FSS 회계감리결과제재 (Source 2, 71 cases, named). Named-company sanction decisions published as HWP files. 64 of 71 matched to DART corp_codes; 49 have Beneish ratios computed. The source that enables DART cross-reference.
SFC 증선위의결정보 (Source 1, 28 cases, mixed identification). Securities & Futures Commission quarterly decisions in ZIP files containing PDFs. 15 of 28 redacted; 13 named. 6 DART-matched; 11 with Beneish ratios.
Defensible Claims
The bias validation produced four claims with documented precision:
| Component | Maps to | Precision (post-repair, n=65) |
|---|---|---|
| SGI | revenue_fabrication | 95% (21/22) |
| AQI | asset_inflation | 90% (19/21) |
| DSRI | revenue_fabrication (supporting) | 86% (19/22) |
| LVGI | liability_suppression | 89% (8/9) |
TATA is not in this table. It fired at 100% before prompt repair and 34% after — diffuse across violation types. The repair was one sentence in the prompt; finding the problem required five validation phases. GMI shows a model-dependent rate (Haiku 10%, Sonnet 29%) and is cited with a caveat.

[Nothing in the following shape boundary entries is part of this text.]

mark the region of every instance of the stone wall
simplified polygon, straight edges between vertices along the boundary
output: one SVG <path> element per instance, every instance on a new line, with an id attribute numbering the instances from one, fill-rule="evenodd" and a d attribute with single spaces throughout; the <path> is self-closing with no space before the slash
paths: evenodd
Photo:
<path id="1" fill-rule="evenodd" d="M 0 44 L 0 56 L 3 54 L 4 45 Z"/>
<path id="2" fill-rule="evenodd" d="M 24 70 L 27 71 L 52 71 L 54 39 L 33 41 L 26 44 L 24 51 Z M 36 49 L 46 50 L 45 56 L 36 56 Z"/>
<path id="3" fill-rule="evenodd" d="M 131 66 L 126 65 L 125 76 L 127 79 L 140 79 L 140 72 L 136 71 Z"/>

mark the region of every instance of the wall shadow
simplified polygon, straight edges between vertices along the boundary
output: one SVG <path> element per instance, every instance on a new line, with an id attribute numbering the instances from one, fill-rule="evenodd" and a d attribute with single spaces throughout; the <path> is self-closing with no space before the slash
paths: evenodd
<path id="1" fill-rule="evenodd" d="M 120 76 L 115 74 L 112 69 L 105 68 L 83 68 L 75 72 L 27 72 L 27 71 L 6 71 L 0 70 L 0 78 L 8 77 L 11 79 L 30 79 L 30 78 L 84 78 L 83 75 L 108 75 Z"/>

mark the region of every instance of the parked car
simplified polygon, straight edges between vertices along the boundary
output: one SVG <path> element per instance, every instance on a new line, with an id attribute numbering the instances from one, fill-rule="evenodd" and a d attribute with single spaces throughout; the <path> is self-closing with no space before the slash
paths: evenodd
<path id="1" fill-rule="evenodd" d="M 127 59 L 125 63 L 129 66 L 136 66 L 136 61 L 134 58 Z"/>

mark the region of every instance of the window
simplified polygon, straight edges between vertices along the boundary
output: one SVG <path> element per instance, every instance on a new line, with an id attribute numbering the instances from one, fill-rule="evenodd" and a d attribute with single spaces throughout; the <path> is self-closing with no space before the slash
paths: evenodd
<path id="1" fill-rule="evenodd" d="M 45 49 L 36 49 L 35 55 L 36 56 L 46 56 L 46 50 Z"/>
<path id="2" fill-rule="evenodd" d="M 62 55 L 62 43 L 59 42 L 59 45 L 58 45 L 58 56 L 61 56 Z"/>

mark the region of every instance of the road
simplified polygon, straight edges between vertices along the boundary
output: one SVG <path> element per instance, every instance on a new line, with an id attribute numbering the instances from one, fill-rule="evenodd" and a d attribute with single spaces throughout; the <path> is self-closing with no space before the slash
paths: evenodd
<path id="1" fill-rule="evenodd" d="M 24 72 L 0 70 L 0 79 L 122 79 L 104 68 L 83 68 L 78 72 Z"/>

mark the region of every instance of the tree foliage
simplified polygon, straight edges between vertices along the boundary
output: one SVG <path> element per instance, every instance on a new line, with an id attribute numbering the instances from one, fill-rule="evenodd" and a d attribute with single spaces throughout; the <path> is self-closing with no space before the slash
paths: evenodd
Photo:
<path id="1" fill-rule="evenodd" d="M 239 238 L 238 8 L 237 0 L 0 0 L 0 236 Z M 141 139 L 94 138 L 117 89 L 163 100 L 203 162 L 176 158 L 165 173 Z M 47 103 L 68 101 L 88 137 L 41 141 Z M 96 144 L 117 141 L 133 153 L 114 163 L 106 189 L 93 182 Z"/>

What the Dataset Cannot Do
The anonymized FSS cohort (229 cases) cannot be DART-linked. A proper supervised model requires a non-fraud control group with comparable Beneish ratios — building that requires joining kr-company-registry and kr-beneish against a representative non-fraud universe. The methodology is documented in reports/ml-feasibility-and-next-steps.md. The dataset supports descriptive empirical work today; supervised classification requires the matched-control construction first.